The 2018 film Paul, Apostle of Christ does a good job at getting across onscreen the dynamic relationship between these two famed evangelists. James Faulkner plays Paul, while the role of Luke is filled by none other than Jim Caviezel, the Catholic actor who portrayed Jesus in Mel Gibson's renowned The Passion of the Christ. Because of Caviezel's notoriety among faithful moviegoers, Luke's character was perhaps overplayed – offering a familiar face to a man who lived hundreds of years ago.

Luke's part in the story of St. Paul is, as can already be seen, not at all insignificant. It's traditionally suggested that St. Luke is the author of the Acts of the Apostles in addition to being behind the gospel account bearing his name. The origins of both documents are traced back to circa 75 AD, and much of Luke's writing offers up examples of his familiarity with Paul. In fact, Luke didn't just join Paul the Apostle for his Gospel-spreading ventures. He even joined Paul during his imprisonment at the hands of Caesarean and Roman authorities.
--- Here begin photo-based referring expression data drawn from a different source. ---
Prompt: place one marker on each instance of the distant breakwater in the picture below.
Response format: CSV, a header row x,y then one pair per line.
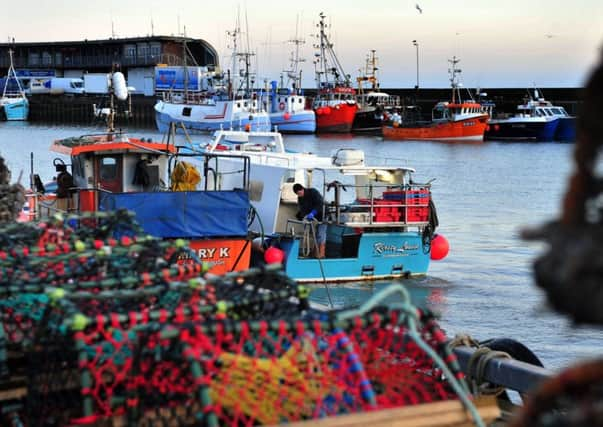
x,y
78,109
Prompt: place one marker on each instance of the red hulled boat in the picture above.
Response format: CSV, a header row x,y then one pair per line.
x,y
457,120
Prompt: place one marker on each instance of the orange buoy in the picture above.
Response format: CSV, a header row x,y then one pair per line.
x,y
274,255
439,247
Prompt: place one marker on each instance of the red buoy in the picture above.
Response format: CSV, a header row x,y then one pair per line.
x,y
439,247
274,255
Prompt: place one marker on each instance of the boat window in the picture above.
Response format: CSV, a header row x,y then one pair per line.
x,y
438,113
108,168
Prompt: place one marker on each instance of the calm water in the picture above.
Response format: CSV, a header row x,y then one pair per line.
x,y
484,194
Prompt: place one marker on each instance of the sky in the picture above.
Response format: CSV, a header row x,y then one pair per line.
x,y
504,43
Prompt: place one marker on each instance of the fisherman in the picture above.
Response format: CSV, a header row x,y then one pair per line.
x,y
65,187
310,203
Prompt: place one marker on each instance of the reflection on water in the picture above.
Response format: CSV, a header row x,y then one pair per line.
x,y
422,291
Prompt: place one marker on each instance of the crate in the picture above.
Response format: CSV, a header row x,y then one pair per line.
x,y
409,197
386,210
417,214
417,197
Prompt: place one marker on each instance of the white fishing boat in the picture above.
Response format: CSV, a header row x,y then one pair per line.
x,y
13,103
230,105
290,110
380,223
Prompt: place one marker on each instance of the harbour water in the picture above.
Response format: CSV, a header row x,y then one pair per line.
x,y
484,194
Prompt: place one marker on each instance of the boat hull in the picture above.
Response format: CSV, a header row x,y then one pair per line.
x,y
208,118
462,130
367,121
521,130
15,110
335,119
380,256
302,122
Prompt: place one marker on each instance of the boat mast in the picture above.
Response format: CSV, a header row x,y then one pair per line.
x,y
325,58
238,57
456,92
295,72
369,74
13,73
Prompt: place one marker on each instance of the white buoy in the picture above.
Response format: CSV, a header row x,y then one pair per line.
x,y
119,86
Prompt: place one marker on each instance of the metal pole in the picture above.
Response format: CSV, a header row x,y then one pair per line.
x,y
416,44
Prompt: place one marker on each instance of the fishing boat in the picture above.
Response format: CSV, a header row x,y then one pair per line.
x,y
111,171
226,104
335,103
380,223
287,105
536,119
373,105
457,120
13,103
288,110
The movie Paul, Apostle of Christ captures several key aspects of the historical knowledge of these evangelists. It shows how genuine Luke was, how good of a friend he became with Paul as he sits comforting the man who once hunted down Christians. It sheds light on their camaraderie, and it brings Luke's medical background to our attention when he examines the Roman prefect's sick daughter.

The love of Christ shared between Luke and Paul offers us a prime example of Christian fellowship and of growing in our faith through community. Here were two men who often found themselves living out Christ's promise regarding faithful community: “For where two or three are gathered in my name, there I am in the midst of them” (Matthew 18:20). The friendship between the two of them, especially this traditional image of the two talking to each other in a cell, serves as a microcosm for all of Christian interpersonal unity and communion.

Certainly, Luke was a comfort to Paul on many occasions, particularly in his captivity. St. Luke, whose feast we celebrate on October 18th, gives us an example of being present for others, dedicating time to community rather than selfish interests, and being diligent in our work. St. Luke the Evangelist, pray for us!